Задача классификации спама достаточно простая и популярная. Существует множество подходов к ее решению: можно использовать глубокое обучение, например, BERT, однако и классические алгоритмы ML справляются точно не хуже, а иногда даже лучше. В данном ноутбуке я решил провести эксперимент: решить задачу с помощью fasttext и c помощью TF-IDF + LogReg и сравнить результаты.

#fasttext

In [112]:
!pip install fasttext



In [172]:
import pandas as pd
import re
from sklearn.model_selection import train_test_split
import fasttext
from sklearn.metrics import roc_auc_score

In [188]:
train_data = pd.read_csv('train_spam.csv')

In [190]:
train_data['text_type'] = [1 if label == 'spam' else 0 for label in train_data['text_type']]

In [191]:
train_data

Unnamed: 0,text_type,text
0,0,make sure alex knows his birthday is over in f...
1,0,a resume for john lavorato thanks vince i will...
2,1,plzz visit my website moviesgodml to get all m...
3,1,urgent your mobile number has been awarded wit...
4,0,overview of hr associates analyst project per ...
...,...,...
16273,1,if you are interested in binary options tradin...
16274,1,dirty pictureblyk on aircel thanks you for bei...
16275,0,or you could do this g on mon 1635465 sep 1635...
16276,0,insta reels par 80 गंद bhara pada hai 👀 kuch b...

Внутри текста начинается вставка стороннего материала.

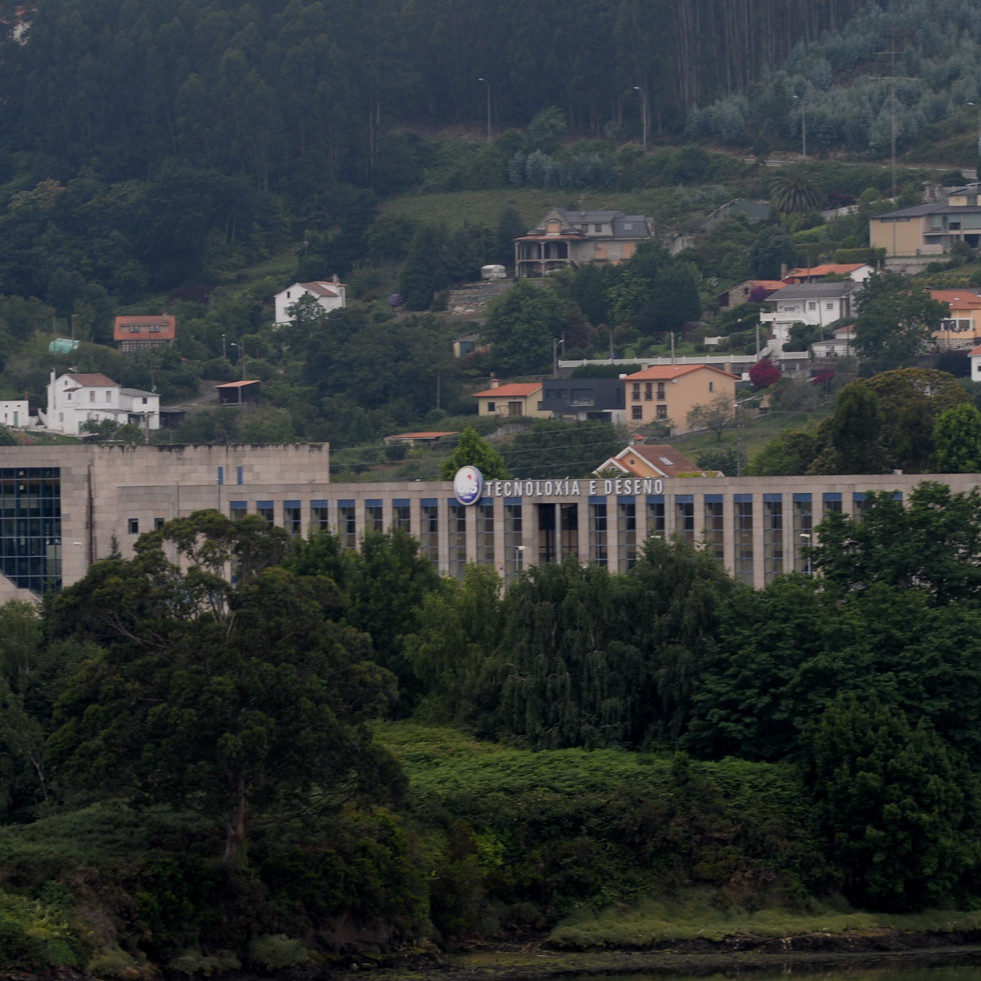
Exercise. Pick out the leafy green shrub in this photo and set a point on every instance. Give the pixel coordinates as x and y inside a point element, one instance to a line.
<point>274,952</point>
<point>33,937</point>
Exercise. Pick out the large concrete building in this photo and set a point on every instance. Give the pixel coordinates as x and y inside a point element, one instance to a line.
<point>62,508</point>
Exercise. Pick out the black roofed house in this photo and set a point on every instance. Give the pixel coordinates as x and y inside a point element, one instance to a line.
<point>568,239</point>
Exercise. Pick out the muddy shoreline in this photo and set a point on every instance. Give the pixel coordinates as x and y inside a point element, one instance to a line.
<point>804,954</point>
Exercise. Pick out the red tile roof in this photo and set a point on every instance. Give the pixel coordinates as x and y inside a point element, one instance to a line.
<point>668,372</point>
<point>132,328</point>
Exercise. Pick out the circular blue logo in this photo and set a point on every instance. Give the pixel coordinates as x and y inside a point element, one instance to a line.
<point>468,484</point>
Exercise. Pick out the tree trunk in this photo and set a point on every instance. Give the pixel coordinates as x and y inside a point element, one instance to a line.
<point>236,828</point>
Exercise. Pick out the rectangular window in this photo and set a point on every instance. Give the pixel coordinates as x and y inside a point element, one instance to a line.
<point>401,515</point>
<point>513,546</point>
<point>714,527</point>
<point>743,517</point>
<point>803,531</point>
<point>598,533</point>
<point>772,537</point>
<point>429,533</point>
<point>456,527</point>
<point>485,533</point>
<point>626,534</point>
<point>291,517</point>
<point>347,528</point>
<point>318,516</point>
<point>684,517</point>
<point>655,517</point>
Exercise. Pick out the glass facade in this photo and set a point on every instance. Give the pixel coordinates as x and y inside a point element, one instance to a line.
<point>347,524</point>
<point>30,527</point>
<point>485,533</point>
<point>456,527</point>
<point>743,537</point>
<point>684,517</point>
<point>429,532</point>
<point>513,533</point>
<point>714,532</point>
<point>626,534</point>
<point>772,536</point>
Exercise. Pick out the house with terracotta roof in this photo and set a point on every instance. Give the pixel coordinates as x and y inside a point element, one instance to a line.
<point>75,399</point>
<point>661,460</point>
<point>515,400</point>
<point>749,291</point>
<point>140,333</point>
<point>668,393</point>
<point>569,239</point>
<point>857,272</point>
<point>962,329</point>
<point>328,294</point>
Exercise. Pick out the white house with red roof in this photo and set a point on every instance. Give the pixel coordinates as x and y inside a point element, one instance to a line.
<point>668,393</point>
<point>75,399</point>
<point>857,272</point>
<point>329,295</point>
<point>515,400</point>
<point>962,329</point>
<point>137,333</point>
<point>660,460</point>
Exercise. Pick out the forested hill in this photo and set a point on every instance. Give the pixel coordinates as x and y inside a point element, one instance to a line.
<point>304,92</point>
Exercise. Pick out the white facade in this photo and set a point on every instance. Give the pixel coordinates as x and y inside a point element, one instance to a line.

Датасет представляет собой множество коротких сообщений и меток для них. Тексы не обработаны, поэтому это нужно сделать самостоятельно.

In [192]:
def clean_text(text):
    text = text.lower()
    text = re.sub(r'[^\sa-zA-Z0-9@\[\]]',' ',text)
    text = re.sub(r'\w*\d+\w*', '', text)
    text = re.sub('\s{2,}', " ", text)
    return text

train_data['text'] = train_data['text'].apply(clean_text)

In [193]:
train_data

Unnamed: 0,text_type,text
0,0,make sure alex knows his birthday is over in f...
1,0,a resume for john lavorato thanks vince i will...
2,1,plzz visit my website moviesgodml to get all m...
3,1,urgent your mobile number has been awarded wit...
4,0,overview of hr associates analyst project per ...
...,...,...
16273,1,if you are interested in binary options tradin...
16274,1,dirty pictureblyk on aircel thanks you for bei...
16275,0,or you could do this g on mon sep david rees w...
16276,0,insta reels par bhara pada hai kuch bhi dalte ...


In [195]:
train, test = train_test_split(train_data, test_size = 0.2)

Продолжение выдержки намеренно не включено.